Some people worry that fantasy novels like Tolkien’s risk perverting good theology. But that would be true only if we were to look to such books as sources of theology. The fact of the matter is that they are not. Tolkien never intended his trilogy to be more than a prequel to the biblical gospel. His goal was to point out the questions, problems and challenges in life, not to provide answers that come only through biblical revelation.
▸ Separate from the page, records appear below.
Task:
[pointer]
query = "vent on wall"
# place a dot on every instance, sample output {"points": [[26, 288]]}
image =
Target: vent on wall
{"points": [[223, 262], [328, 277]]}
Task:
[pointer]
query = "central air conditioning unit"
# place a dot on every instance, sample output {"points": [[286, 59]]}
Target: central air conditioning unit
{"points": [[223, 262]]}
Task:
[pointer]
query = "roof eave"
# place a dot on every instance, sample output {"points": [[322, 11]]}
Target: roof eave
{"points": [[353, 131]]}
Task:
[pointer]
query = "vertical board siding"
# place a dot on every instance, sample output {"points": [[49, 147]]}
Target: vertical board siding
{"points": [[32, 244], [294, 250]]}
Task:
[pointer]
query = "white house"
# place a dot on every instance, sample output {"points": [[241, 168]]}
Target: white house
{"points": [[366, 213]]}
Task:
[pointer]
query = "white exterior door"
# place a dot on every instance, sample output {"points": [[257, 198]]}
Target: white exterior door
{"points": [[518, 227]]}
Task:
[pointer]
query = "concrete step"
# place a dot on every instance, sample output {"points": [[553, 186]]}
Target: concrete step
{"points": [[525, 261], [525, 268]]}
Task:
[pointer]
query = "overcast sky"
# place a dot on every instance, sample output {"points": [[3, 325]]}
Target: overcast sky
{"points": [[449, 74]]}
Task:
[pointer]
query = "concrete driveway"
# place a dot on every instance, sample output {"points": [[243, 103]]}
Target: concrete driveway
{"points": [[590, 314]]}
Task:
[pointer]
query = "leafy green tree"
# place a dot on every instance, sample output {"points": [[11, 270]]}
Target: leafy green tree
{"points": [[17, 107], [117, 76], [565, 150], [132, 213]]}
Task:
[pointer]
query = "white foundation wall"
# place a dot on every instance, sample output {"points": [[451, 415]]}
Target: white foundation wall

Tolkien cleverly directs a secular world away from the naturalism and nihilism that is so prevalent in our world, towards the biblical world of moral meaning and personal relationship with the living God of intervening grace. His overarching message is that no matter what adversity we face in this world with its darkness, a real and transcendent goodness (light) is still present and prevailing. No matter how far astray we might have gone from that light, there is hope of restoration. The overall conclusion of The Hobbit and The Lord of the Rings trilogy is that this hope exists no matter what we face. The apostle Paul draws a similar conclusion in his letter to the churches in Rome:

And not only that, but we also boast in our sufferings, knowing that suffering produces endurance, and endurance produces character, and character produces hope, and hope does not disappoint us, because God’s love has been poured into our hearts through the Holy Spirit that has been given to us. (Romans 5:3-5, NRSV)

Tolkien understood a powerful truth, which he pointed to in his writings: The Incarnation is the best story that can be told. We celebrate that story in a special way during the Advent-Christmas season.